A Sermon For The Damned: Ethel Cain Live At Eventim Apollo

The evening opened with rising experimental shoegaze/rock band 9million, whose set carved a paradoxical prelude to what was to come. Bathed in crimson light and submerged in distortion, they wove glitchy beats with ghostly vocal loops.

Their sound struck as somewhere between heavy rock and industrial lament. Tracks like ‘When the Kissing Had to Stop’ and ‘Shapeshifting’ pulsed through the space, reverberating against the ornate walls of the venue. It felt less like a warm-up and more like an invocation or a digital exorcism, preparing the crowd for Ethel Cain’s arrival. By the time their final song dissolved into static, the audience was already suspended in a dreamlike unease, perfectly primed for what followed.

When Ethel Cain emerged from the shadows of the intimate Eventim Apollo stage, the room shifted into something closer to a chapel than a concert hall. For an hour prior, a tall cross statue held its gait right in the centre of the stage, just where the light would hit if this were really in a church. The lighting (soft and harrowing, bleeding in dusky hues of red and blue) painted her in silhouette, her band tucked in near-darkness behind her. What followed wasn’t a performance in the traditional sense, but a slow, immersive descent into the world of ‘Preacher’s Daughter’. What immediately sprang to mind was a Southern Gothic sermon where beauty and terror coexist in uneasy harmony.

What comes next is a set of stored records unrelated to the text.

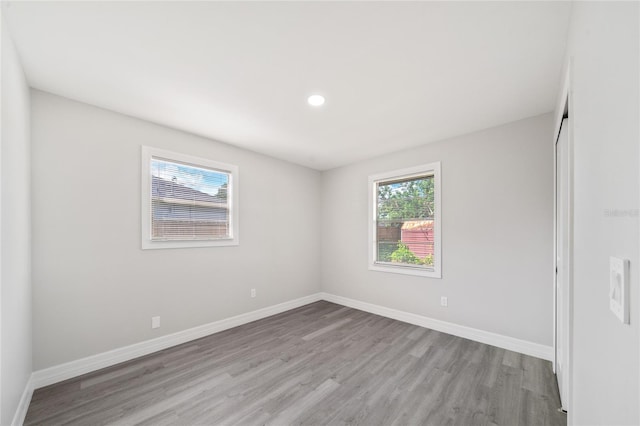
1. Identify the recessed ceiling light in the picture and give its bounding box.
[307,95,324,106]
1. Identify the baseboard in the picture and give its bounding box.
[28,293,553,392]
[30,293,321,390]
[321,293,553,361]
[11,374,34,426]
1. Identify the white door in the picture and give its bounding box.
[556,118,572,411]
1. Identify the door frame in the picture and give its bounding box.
[552,58,574,417]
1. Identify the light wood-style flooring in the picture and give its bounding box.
[25,301,566,426]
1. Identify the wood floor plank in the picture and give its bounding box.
[25,301,566,426]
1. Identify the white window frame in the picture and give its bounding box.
[369,161,442,278]
[140,146,240,250]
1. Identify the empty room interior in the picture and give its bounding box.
[0,1,640,426]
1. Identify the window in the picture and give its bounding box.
[369,162,442,278]
[142,146,238,249]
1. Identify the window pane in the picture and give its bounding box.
[376,175,435,267]
[151,158,230,240]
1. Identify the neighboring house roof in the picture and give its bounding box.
[151,176,227,208]
[402,219,433,231]
[151,176,229,222]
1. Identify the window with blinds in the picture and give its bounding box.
[142,147,237,248]
[369,163,440,277]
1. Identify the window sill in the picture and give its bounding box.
[369,263,442,278]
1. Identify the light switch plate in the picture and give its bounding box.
[609,257,629,324]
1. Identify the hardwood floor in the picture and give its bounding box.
[25,302,566,426]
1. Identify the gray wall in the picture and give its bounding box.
[32,91,320,369]
[568,2,640,424]
[321,114,553,345]
[0,15,31,425]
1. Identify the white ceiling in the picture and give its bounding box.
[3,1,570,170]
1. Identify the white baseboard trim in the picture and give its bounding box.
[321,293,553,361]
[28,293,553,394]
[30,293,321,390]
[11,374,34,426]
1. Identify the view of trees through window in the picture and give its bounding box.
[376,175,435,267]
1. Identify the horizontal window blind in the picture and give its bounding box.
[149,157,231,241]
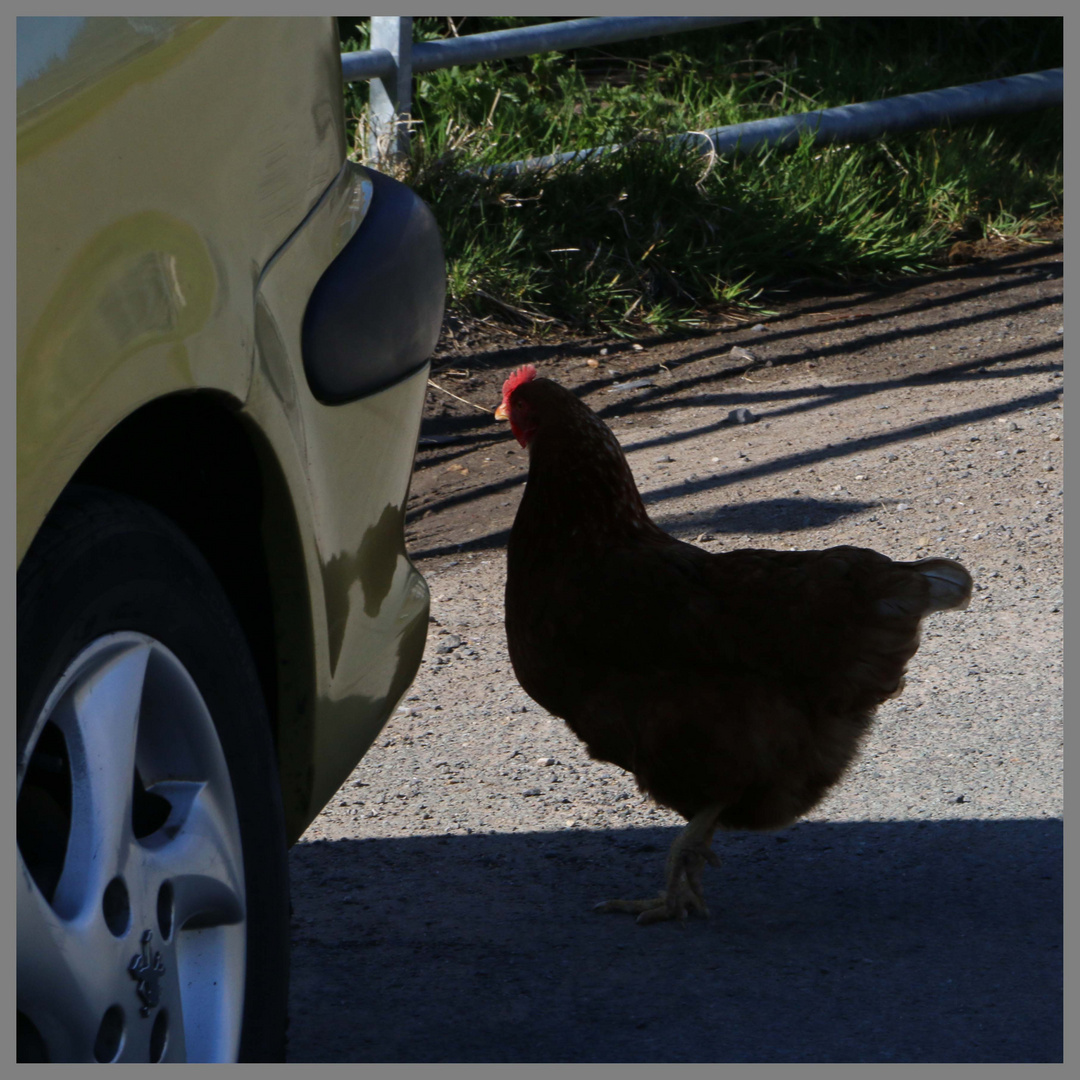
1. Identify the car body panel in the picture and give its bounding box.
[16,18,345,558]
[17,17,438,841]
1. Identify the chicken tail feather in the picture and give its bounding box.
[910,558,972,613]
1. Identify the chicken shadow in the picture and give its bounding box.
[289,819,1063,1062]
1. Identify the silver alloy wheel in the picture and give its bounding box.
[17,632,246,1062]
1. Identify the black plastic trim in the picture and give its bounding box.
[300,170,446,405]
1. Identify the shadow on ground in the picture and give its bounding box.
[289,820,1063,1062]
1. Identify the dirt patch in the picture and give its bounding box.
[291,238,1064,1062]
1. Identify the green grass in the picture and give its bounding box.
[341,17,1064,334]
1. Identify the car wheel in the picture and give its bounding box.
[16,486,288,1062]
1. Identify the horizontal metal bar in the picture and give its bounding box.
[676,68,1065,153]
[477,68,1065,175]
[341,15,756,82]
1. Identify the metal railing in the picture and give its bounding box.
[341,15,753,160]
[341,15,1064,173]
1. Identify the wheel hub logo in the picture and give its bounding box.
[127,930,165,1017]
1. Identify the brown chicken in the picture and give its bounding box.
[496,365,972,922]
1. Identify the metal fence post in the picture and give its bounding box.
[367,15,413,162]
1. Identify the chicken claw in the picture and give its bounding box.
[593,807,720,927]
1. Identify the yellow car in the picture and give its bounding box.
[16,17,445,1062]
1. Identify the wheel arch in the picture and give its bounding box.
[71,391,314,842]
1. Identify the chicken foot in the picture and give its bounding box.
[593,806,723,926]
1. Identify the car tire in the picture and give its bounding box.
[16,485,289,1062]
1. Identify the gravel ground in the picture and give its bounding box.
[289,243,1063,1062]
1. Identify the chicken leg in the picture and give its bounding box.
[593,806,723,926]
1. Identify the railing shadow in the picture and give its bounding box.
[289,819,1063,1063]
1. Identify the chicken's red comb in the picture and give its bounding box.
[502,364,537,401]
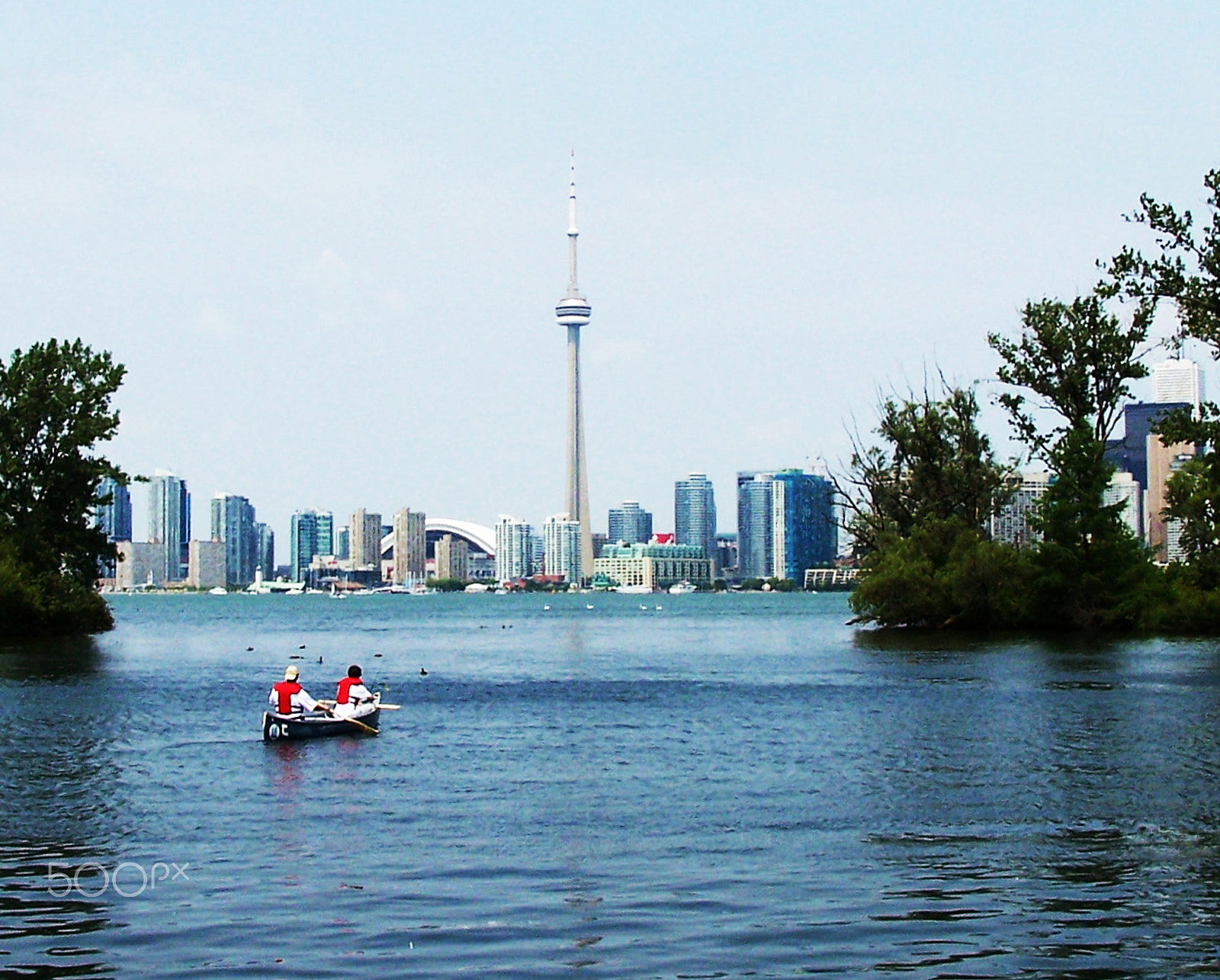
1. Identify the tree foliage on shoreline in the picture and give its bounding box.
[848,171,1220,632]
[0,339,127,640]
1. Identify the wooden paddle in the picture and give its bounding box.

Cain began the set with ‘Willougby’s Theme’, the audience’s silence rising like smoke through the vast hall. There was no dramatic entrance. It was completely without spectacle. Halfway through she appeared; still, composed, and almost spectral. Her restraint was mesmerising. Through much of the evening she remained quietly to herself, swaying gently as she delivered lines that felt more like confession than performance. Cheers lifted the roof as ‘Janie’ and ‘Fuck Me Eyes’ were introduced, as this meant Ethel Cain would finally begin singing. When she murmured “It was ugly, like what they all did to me / And they did to me what I wouldn’t do to anyone”, during ‘Nettles’, the audience fell into a reverent hush.

The lighting throughout was moody and unrelenting, as if a character in itself. During ‘Waco, Texas’, the stage glowed with a bruised amber haze, as if the ghost of a sunset hung just out of reach. Incorporating ‘House in Nebraska’ into the outro, the performance felt like remembering harder times through rose tinted glasses. Cain’s voice, cavernous and trembling, filled every inch of the venue. It was in these quieter moments that her storytelling reached its most devastating power. You could feel the crowd hold their breath, suspended in her world where love and loss blur into the same aching memory.

There was a fragile intensity in the air, broken only when reality intruded. Several fans fainted during the show, possibly due to a combination of heat, emotion, and the sheer spiritual weight of the night. Each time, Cain stopped mid-song to call for help. Though it meant she had to skip multiple outros during the set, her concern was immediate and unfeigned. She didn’t express irritation or distance; instead, she watched closely until each person was safely attended to, before quietly resuming where she left off. It was a small, human act that spoke volumes about her empathy and composure amid chaos.

It wasn’t until the final stretch that Cain began to loosen her reserve. During ‘Crush’, she looked out into the crowd for more than a few fleeting seconds, smiling faintly as fans sang every word back to her: “I owe you a black eye and two kisses, tell me when you wanna come and get ‘em”. This lyric landed like a prayer and a warning, echoing through the Apollo’s vaulted ceiling, louder than anything else heard that night. By the time she reached ‘American Teenager’, the atmosphere had shifted entirely. The ending was no longer haunting, but communal, her devotees swaying with arms outstretched as if in collective absolution.

If the beginning of the night felt like a funeral, the ending felt like resurrection. The cheers that followed her extended outro were thunderous. This felt not only in adoration, but gratitude. In that moment, she wasn’t the preacher’s daughter or the tragic myth she embodies in her songs. She was simply Hayden, an artist who had turned trauma and faith into transcendence.

Ethel Cain’s show was not designed for spectacle. It was slow, deliberate, and achingly human. Each note seemed to linger in the air long after it ended, an echo of something divine and broken. The Eventim Apollo has never felt so intimate, or so haunted.